Saturday 23 April 2011

Thursday 21 April 2011

THE HEALING PROCESS

Yesterday, I went on my first date in three months. It may seem like nothing special to you, but for me, it was like a breath of fresh air. Let me explain; exactly three months ago, I took a bold step in my life and ended a three year relationship. Before then if someone had walked up to me and said “hey, someone broke my heart”, I would have gone “Big deal, get over yourself”. But truth be told the taste of the pudding really is in the eating.
For two whole weeks I stay home all day by my self and at night I would cry myself to sleep. When my friends came a calling, I would give an excuse not to go out then cry some more. Later on, I would go out and whenever the issue of men or relationships arose, I would dismiss it with such bitter statements as “he was a jerk anyway”, “it’s his loss not mine” or “men are such idiots”. I thanked God that my friends didn’t blame or argue with me at the time. They knew I was in emotional pain and shouldn’t be held accountable for my words.
At a party one evening, my friends introduced me to pretty, young banker named Charlene*. I couldn’t help but notice that she kept saying this guy is cute and that guy is checking me out. When the men came along, she was totally at ease with them. I asked my friends about her and they told me she just went through a bitter divorce with her husband which left her in partial custody of her three year old boy. I felt sorry for her and when she came back to the table I held her hand and said comfortingly, “it’s not you dear, men are all trash.” “No they are not” she replied matter-of-factly,”You’ve got to heal yourself.”
Later that night as I lay in my bed, unable to sleep, I started thinking about the healing process. According to Charlene*, the healing process was a way to positively get rid of your hurt and feel better about yourself. Easy for her to say, I thought to myself indignantly, she didn’t know what I had been through. But, I knew she was so right.

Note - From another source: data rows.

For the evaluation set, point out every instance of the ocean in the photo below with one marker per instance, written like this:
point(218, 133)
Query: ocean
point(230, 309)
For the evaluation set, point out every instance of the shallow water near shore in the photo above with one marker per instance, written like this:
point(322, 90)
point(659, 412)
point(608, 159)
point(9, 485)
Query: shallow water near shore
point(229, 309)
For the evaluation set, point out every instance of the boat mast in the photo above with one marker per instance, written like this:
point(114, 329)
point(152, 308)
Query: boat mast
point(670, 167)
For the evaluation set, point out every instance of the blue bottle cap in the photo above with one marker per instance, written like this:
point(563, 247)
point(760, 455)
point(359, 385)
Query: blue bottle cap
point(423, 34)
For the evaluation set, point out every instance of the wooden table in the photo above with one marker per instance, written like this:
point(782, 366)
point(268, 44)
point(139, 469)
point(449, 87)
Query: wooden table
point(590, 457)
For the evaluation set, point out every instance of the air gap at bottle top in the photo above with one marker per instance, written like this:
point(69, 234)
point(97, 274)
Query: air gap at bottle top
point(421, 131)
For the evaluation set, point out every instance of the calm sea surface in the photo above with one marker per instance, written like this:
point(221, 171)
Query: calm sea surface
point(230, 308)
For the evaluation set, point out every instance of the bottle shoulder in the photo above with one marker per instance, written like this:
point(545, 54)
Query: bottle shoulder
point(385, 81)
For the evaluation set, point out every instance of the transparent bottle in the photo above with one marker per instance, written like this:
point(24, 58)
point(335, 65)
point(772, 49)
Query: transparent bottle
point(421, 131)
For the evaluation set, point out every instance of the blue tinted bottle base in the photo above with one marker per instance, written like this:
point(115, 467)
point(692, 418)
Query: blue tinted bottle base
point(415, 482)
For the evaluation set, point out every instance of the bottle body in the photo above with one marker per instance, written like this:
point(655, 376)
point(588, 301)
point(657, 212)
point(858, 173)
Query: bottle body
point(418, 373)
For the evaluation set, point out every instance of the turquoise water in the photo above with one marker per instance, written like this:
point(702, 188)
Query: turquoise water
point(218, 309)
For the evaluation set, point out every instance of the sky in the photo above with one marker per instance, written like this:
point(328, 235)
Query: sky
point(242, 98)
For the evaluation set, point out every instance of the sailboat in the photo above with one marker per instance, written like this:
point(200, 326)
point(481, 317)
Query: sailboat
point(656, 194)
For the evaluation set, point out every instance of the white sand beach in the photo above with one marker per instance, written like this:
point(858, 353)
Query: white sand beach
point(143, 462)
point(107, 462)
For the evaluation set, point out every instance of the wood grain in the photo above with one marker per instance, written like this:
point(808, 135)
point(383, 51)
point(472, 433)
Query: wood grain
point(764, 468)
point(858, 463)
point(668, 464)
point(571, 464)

In my case, it wasn’t just letting go, it was the fear that I may never find another person like my ex. I briskly got out of bed and sat at my reading table, it was time to go to work on my emotional pain. I felt the tears painfully welling up in my eyes as I titled the sheet of paper; FIVE GREAT THINGS I LOVE ABOUT MY EX. Then I started writing, the way you smile and spread your arms when we meet……
Thirty minutes later, I had filled the first page with beautiful thoughts as well as my tears. I had a smile on my lips as I kept thinking; this IS much harder than I thought. I held up the paper that was now numbered 1 to 10 and after a brief moment, put it away. I drew another sheet and titled it; FIVE GREAT THINGS I LOVE ABOUT ME. I finally had to stop myself over an hour and two sheets later. The tears were gone and I even had on a satisfied smile.
As I returned from my date yesterday, I looked at my image in the mirror and smiled to myself. Although some part of my face was covered by two sheets of paper that bore my handwriting, I knew that letting go of my hurt was all the beauty treatment I needed.